According to official results, Kakha Okriashvili lost in the first round, ending second to Meshveliani with 39.5%,[74] while still winning a seat through his bloc's electoral list. Following allegations of massive voter fraud, P&F was one of a dozen opposition parties to refuse to recognize the results, calling for repeat elections, and Okriashvili formally boycoted his seat.[75] While the Strength is in Unity bloc agreed to accept its parliamentary seats after a short-lived EU-facilitated agreement between Georgian Dream and the opposition in April 2021, Okriashvili agreed to end his boycott only after UNM Chairman Nika Melia was released from prison.[76] Shortly after, he traveled to Kyiv and met with Mikheil Saakashvili.[77] On 23 June 2021, he backed the proposal by MP Mamuka Khazaradze to resume the boycott after Parliament confirmed the nomination of several Supreme Court justices, despite a moratorium on judicial appointments being a key part of the EU-facilitated agreement.[78]

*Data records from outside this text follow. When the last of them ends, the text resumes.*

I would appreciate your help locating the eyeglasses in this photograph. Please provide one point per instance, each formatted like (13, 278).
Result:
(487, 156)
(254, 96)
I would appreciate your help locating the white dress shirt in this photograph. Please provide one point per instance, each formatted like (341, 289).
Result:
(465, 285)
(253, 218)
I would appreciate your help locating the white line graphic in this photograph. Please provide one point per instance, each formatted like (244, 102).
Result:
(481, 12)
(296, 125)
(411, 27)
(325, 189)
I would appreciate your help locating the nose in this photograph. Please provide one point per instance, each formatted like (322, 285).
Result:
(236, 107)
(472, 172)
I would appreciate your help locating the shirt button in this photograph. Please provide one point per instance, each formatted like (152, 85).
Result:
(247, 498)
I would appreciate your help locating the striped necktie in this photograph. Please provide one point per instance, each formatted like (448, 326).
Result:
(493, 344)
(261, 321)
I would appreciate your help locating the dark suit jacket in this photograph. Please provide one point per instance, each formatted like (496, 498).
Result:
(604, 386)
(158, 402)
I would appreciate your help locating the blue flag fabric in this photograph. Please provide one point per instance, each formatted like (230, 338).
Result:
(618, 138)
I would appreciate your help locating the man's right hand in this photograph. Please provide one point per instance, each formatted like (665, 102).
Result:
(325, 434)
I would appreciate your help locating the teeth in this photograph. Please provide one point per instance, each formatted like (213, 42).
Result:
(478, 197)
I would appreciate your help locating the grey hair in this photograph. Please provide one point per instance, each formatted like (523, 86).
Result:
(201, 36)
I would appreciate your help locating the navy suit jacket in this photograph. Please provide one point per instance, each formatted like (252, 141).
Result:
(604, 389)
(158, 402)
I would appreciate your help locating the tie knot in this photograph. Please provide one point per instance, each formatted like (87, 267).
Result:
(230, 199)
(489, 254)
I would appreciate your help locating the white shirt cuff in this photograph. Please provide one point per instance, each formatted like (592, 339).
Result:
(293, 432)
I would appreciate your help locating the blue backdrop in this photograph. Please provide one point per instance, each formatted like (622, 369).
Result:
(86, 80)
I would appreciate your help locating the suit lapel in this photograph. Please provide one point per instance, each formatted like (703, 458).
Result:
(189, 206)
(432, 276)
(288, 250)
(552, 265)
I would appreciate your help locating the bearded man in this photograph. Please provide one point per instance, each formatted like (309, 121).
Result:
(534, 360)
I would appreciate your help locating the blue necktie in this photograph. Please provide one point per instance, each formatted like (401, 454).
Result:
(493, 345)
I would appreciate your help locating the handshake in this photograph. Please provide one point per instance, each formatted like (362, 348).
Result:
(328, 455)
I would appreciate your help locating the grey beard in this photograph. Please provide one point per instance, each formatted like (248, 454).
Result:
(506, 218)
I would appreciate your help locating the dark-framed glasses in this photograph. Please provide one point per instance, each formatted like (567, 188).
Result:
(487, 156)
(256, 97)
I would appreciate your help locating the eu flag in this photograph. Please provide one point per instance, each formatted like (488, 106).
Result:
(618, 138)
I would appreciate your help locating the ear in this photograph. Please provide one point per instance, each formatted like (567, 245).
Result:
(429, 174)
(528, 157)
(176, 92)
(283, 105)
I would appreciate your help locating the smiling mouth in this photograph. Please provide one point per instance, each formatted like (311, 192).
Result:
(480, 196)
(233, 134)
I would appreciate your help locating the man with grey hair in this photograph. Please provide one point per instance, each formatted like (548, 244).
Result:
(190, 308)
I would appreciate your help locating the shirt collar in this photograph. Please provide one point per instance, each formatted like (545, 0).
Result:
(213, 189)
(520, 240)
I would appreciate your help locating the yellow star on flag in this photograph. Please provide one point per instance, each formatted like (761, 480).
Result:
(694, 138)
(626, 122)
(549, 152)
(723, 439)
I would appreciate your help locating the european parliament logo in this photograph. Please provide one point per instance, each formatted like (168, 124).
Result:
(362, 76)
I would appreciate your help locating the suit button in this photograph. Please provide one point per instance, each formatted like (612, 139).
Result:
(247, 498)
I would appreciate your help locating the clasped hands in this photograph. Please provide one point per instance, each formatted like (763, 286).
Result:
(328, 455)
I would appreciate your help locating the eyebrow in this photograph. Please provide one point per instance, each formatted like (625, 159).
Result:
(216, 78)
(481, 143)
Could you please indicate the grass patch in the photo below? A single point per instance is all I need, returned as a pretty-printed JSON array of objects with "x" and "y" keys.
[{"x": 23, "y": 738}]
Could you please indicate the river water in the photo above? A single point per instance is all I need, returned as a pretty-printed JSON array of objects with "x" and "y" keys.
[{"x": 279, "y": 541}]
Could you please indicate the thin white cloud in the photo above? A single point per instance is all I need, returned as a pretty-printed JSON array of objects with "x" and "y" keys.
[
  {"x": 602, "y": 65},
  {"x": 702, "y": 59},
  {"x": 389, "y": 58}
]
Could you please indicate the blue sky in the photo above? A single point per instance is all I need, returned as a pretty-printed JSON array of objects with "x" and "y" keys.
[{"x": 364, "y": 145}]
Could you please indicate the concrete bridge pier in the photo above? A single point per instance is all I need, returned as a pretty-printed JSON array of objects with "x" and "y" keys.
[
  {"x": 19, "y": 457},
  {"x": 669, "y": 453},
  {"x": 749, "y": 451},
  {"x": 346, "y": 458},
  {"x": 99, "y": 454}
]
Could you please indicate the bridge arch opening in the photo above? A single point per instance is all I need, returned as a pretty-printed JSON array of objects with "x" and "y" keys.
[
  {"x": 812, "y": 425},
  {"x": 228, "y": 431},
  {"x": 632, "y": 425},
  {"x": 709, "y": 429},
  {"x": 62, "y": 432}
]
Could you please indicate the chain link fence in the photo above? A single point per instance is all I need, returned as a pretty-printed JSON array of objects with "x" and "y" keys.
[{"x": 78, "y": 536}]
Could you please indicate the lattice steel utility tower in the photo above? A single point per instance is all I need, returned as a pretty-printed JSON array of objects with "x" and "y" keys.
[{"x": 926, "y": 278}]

Since his return to Parliament, Kakha Okriashvili has been a member of the Sports and Youth Committee and has served on the Georgian-Polish Parliamentary Assembly. He has remained an activist in Dmanisi: in May 2021, he accused the government of empowering local criminal groups after several injuries took place during a brawl between ethnic Azerbaijani and Georgian families.[79] In the 2021 local elections, he supported the reelection campaign of Giorgi Tatuashvili for Mayor of Dmanisi and witnessed a clash in Gantiadi when a group of GD activists led by GD Assemblyman nominee Mikheil Dautashvili[80] descended on a Tatuashvili campaign event, resulting in two stabbed.[81]